I have described the process of data analysis, but the presentation of findings below is rather different. Due to limitations of space, it is necessary to select single examples to illustrate and compare specific interactional features of high- and low-scoring tests; the examples have been selected to be representative of such features within the corpus. All extracts are of different candidates.

6. The interactional organisation of the IST

In order to understand the relationship between interactional features and IST scores, it is important to have (a) an overview of how the interaction is organised and (b) an understanding of how the interactional organisation is able to generate differences in high- and low-scoring behaviours.

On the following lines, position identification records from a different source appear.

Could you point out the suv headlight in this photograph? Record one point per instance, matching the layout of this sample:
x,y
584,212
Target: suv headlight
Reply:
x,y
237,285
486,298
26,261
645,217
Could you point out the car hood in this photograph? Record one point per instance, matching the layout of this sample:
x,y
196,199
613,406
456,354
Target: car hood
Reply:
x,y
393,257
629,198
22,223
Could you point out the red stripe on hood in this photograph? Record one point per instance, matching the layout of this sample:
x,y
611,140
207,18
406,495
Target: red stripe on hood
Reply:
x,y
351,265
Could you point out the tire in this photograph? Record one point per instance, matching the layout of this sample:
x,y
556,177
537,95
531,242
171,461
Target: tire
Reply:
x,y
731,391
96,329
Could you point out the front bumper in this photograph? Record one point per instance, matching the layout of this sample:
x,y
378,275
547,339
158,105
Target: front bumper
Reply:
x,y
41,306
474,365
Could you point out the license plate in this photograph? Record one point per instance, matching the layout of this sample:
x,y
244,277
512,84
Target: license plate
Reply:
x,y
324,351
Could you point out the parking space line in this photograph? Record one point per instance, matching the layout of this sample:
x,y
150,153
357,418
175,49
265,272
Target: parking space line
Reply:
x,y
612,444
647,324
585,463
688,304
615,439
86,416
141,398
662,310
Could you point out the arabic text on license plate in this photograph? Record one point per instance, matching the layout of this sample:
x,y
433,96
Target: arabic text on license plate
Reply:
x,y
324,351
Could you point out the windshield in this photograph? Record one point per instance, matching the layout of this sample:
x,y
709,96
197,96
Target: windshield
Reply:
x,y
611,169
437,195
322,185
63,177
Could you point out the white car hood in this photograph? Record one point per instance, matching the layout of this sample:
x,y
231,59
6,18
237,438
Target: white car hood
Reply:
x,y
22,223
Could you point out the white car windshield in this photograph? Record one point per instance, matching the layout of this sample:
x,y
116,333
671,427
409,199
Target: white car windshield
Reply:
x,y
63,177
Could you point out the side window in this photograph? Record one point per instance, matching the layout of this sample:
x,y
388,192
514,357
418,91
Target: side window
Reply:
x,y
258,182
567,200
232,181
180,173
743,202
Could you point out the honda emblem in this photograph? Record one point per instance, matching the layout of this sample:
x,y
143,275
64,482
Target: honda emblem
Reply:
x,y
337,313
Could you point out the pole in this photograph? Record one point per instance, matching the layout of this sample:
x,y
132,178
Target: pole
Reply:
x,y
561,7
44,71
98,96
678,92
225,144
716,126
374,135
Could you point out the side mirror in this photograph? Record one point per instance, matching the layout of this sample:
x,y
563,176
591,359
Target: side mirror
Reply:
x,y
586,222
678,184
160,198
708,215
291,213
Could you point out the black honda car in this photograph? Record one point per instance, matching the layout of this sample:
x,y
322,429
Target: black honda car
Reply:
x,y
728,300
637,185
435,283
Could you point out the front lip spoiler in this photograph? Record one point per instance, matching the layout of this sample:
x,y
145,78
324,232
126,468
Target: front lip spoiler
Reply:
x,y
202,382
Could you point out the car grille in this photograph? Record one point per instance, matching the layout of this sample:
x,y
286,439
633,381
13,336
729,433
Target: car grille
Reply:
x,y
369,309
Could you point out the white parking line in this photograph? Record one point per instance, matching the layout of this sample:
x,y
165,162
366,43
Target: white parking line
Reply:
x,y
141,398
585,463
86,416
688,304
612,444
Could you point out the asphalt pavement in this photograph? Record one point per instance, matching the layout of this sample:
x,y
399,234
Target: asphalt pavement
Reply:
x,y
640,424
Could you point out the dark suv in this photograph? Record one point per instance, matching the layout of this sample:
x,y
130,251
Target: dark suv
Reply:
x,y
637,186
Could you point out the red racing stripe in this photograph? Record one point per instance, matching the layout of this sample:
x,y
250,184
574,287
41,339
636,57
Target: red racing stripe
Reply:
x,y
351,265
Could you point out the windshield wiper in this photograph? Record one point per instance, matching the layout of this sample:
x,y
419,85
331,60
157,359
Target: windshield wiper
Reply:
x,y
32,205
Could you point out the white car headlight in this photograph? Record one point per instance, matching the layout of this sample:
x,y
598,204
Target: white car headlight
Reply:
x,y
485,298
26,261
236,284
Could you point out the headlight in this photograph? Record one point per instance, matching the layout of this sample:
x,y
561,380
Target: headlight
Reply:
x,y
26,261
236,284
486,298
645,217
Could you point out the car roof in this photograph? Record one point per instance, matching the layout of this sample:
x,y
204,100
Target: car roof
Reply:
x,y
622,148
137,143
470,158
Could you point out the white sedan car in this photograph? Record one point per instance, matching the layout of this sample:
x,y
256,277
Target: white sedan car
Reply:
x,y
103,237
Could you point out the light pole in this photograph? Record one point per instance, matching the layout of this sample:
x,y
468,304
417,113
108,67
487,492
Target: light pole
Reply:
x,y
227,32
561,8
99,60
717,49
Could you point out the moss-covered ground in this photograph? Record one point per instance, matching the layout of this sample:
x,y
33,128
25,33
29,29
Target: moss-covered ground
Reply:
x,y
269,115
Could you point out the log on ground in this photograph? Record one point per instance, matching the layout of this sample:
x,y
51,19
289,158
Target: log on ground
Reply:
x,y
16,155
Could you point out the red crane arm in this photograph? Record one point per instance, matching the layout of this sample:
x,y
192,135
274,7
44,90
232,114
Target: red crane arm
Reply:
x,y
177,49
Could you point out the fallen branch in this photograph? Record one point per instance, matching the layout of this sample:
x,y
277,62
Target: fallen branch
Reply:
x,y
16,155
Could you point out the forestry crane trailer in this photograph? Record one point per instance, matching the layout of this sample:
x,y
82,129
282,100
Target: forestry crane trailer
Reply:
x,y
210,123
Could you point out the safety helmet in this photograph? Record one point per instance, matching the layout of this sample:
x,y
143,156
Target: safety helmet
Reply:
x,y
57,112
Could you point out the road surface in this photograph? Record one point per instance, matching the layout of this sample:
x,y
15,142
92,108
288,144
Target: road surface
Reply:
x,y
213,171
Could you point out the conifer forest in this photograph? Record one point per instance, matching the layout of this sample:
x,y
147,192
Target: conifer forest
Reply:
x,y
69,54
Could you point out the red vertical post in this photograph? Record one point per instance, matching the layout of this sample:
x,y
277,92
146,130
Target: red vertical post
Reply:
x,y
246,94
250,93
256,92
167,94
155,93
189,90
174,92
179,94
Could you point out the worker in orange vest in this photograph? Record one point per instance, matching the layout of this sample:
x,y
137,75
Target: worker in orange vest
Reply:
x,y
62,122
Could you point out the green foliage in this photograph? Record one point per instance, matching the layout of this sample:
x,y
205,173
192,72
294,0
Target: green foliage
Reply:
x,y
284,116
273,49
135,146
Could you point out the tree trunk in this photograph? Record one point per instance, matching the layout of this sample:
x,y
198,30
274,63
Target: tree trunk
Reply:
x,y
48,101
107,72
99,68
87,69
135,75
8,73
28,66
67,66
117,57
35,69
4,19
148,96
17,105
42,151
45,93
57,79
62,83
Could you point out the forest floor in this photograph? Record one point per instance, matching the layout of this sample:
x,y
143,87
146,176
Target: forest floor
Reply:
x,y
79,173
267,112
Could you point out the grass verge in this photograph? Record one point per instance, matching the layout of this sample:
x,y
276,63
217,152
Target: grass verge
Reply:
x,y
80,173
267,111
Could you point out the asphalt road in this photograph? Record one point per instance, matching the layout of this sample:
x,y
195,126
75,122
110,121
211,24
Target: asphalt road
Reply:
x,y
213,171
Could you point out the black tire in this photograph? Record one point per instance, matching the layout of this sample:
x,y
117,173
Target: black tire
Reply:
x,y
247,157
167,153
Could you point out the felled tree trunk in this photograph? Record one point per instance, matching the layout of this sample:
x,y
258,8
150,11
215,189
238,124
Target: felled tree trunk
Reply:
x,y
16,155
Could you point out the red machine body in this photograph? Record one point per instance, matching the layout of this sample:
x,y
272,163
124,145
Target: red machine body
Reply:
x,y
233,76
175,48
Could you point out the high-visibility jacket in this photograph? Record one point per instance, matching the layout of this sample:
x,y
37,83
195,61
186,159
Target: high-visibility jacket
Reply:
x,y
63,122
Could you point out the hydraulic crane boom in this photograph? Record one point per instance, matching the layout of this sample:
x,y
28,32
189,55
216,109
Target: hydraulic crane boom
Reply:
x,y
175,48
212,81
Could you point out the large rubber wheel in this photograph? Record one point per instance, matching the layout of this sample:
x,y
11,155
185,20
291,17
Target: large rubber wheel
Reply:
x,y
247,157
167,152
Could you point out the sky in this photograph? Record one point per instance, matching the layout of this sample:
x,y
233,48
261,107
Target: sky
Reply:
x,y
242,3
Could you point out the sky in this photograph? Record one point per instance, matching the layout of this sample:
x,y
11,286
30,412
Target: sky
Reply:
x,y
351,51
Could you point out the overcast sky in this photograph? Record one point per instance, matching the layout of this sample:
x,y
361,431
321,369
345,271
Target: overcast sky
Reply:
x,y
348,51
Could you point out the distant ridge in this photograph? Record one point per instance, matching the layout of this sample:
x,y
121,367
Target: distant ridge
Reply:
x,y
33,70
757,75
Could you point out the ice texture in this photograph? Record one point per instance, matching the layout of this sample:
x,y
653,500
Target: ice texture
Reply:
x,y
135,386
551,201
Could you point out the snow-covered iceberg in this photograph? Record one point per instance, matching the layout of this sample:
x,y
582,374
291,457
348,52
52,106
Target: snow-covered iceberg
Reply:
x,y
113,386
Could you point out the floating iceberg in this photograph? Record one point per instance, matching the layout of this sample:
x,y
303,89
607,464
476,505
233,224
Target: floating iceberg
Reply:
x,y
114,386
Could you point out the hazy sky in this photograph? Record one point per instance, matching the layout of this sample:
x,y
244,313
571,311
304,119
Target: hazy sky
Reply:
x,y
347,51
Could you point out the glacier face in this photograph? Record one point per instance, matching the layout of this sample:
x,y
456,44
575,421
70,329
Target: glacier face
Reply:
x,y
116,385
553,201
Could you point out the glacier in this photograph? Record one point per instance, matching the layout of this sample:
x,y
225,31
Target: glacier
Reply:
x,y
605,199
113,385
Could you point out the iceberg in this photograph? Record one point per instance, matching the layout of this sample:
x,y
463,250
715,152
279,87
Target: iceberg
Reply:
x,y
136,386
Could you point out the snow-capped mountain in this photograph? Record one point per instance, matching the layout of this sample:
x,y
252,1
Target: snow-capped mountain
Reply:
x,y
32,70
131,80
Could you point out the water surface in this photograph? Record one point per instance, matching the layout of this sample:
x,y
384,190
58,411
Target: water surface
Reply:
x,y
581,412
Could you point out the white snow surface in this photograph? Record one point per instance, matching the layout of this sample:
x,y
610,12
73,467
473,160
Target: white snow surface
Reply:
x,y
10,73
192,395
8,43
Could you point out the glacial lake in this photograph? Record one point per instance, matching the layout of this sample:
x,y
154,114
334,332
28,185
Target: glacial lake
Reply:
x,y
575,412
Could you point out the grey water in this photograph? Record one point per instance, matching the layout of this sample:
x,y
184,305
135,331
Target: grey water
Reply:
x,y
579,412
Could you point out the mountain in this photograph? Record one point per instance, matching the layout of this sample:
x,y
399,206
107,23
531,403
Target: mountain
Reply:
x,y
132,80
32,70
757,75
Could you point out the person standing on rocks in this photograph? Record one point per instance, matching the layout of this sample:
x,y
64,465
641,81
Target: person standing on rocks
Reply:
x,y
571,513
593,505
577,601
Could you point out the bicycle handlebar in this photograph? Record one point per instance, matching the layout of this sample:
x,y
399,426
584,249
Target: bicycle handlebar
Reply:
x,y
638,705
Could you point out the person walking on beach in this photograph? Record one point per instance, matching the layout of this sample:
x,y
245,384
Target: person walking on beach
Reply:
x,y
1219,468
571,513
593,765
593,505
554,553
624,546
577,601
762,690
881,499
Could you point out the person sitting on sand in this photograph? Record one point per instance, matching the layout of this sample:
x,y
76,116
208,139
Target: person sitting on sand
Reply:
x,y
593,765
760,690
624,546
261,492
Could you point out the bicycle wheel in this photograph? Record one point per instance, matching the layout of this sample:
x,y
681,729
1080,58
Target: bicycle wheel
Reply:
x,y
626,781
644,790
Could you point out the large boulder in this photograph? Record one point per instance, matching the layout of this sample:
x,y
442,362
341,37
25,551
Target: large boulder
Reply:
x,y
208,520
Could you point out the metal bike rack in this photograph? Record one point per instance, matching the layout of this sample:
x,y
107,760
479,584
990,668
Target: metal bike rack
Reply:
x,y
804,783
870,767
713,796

The organisation of interaction in the IST may be summarised as follows (Seedhouse & Egbert 1996; Seedhouse & Harris Reference Seedhouse and Harris2011). The organization of turn-taking and sequence closely follows the examiner instructions. Part 1 is a succession of teacher question–candidate answer adjacency pairs. Part 2 is a long turn by the student, started off by a prompt from the examiner and sometimes rounded off with examiner questions. Part 3 is another succession of teacher question–candidate answer adjacency pairs, but these are intended to have a slightly less rigid organisation than Part 1. The topic of the talk is predetermined, written out in advance in scripts and is introduced by the examiner. Trouble generally arises for candidates when they do not understand questions posed by examiners. In these cases, candidates usually initiate repair. Examiner instructions are to repeat the question verbatim, once only. Examiners very rarely initiate repair in relation to candidate utterances. This is because the institutional goal is not to offer formative feedback; it is to assess the candidate's utterances in terms of IELTS bands. Overall, the organisation of repair has a number of distinctive characteristics which may be typical of OPIs in general. These are the lack of requirement to achieve inter-subjectivity, and an absence of verbally expressed evaluation or correction of errors by the examiner. The interaction is rationally organised in relation to the goal of ensuring valid assessment of oral proficiency, with standardisation being the key concept.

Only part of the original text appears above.